Comrade Melzer continued his speech calmly; he spoke more rapidly; from time to time his eyes wandered to the front rows, between which the young workers were standing with non-committal faces. Hinnerk looked at the time.
‘Comrades,’ said Comrade Melzer, raising his voice, ‘capitalism is digging its own grave. By immutable and iron laws it is running full steam ahead to its own destruction. But the vultures and hyenas are getting ready to devour its corpse, to rob you, comrades, of the goal of your desire, of your desperate struggle, of your heroic sacrifice! Do not trust them, the wolves in—brown—sheep’s clothing.’
A ripple passed through the rows, eyes met in consternation.
‘Do not trust those who cry to the four winds that they are the saviours: they are the traitors. . .’
A groan reverberated through the icy cold, keen atmosphere.
‘. . .And let your watchword be now and forever: “Shoot the Fascists, wherever you meet them!”’

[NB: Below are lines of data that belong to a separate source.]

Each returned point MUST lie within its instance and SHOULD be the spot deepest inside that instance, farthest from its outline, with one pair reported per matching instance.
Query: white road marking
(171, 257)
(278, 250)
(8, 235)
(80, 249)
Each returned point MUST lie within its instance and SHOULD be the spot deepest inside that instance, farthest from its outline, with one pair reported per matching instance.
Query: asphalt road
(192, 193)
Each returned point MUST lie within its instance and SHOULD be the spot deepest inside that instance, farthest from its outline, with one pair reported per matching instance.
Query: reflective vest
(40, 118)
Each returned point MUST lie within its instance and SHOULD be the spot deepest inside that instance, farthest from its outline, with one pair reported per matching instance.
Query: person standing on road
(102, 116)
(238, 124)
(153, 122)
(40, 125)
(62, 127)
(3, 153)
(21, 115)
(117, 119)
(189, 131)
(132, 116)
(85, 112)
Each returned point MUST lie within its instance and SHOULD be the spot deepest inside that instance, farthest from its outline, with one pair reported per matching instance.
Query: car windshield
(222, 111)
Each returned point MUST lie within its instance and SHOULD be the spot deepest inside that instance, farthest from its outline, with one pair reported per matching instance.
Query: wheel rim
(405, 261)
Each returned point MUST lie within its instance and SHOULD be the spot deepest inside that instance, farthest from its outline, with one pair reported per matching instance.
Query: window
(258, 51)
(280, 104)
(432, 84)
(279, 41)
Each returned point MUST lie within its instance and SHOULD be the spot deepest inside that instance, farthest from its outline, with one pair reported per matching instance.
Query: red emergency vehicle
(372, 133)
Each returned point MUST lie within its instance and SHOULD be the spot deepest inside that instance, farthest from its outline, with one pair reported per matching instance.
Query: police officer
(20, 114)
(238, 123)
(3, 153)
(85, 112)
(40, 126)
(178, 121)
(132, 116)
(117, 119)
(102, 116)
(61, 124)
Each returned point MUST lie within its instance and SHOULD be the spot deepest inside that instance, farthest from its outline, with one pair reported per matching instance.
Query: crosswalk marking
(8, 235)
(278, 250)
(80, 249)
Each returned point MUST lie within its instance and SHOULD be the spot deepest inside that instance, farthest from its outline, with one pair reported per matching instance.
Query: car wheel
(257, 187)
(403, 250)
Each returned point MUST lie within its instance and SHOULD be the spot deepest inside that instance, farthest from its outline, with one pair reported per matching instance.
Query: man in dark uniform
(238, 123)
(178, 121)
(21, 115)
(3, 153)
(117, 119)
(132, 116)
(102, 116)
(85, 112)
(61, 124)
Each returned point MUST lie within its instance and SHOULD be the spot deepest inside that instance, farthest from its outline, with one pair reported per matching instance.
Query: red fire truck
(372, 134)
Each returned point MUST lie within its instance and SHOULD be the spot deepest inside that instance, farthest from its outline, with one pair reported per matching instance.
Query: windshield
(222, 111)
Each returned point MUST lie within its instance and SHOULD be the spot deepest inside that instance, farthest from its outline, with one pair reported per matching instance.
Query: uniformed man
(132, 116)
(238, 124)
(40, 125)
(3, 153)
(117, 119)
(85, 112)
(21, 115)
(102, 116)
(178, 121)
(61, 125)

‘Up!’ roared Hinnerk. In one bound he rushed forward, his arms flew up, the leg of a chair whirled through the air, a table fell with a crash; cries shrieked from every throat, and they were at each other. Ive ran forward, his head lowered between his shoulders, one arm bent above his head; a blow crashed on his arm, his fist shot out and encountered a soft belly, a cracking thump landed on his chin from below, a chair rolled between his legs, he caught hold of it and held it high in the air, the student clutched the back of it, they tugged, the wood cracked and broke. Ive brandished the jagged cudgel, swung it round his head and brought it down with a crash on a cap. The platform seemed to be cleared. S.A. men sprang up from the boards. The men worked their way forward in two rows, forming a partition right across the hall, the first row with narrow spaces into which the men of the second line sprang. Outside, stones whirled against the window-panes, the glass fell in shivers to the floor, Hinnerk jumped back, he bent his trunk backwards, he hurled a chair, which turned right over in the air and hit the big lamp in the middle of the hall. It broke with a deafening crash; the light went out, chips of glass rained down on the fighting turmoil. New contingents came surging into the attack from the entrance—Ive hit about him blindly, cries were silenced, gasping figures clutched each other round the neck, wrestled, raged, staggered, rolled, tossed hither and thither by enraged kicks. A shot whistled through the air, and then another. For a moment the black figures loosened their hold of each other, a long-drawn groan echoed through the darkness, then they set about each other again, tumbling over broken furniture, over prostrate bodies, with one mad purpose, to drive back the barely visible opponent. Behind the S.A. ranks a black empty space yawned, gradually extending, hot dust falling heavily on the floor. Suddenly the struggling crowd fell asunder—the trample of hurrying footsteps was heard, the door banged to. Breathing heavily, the men stood and listened.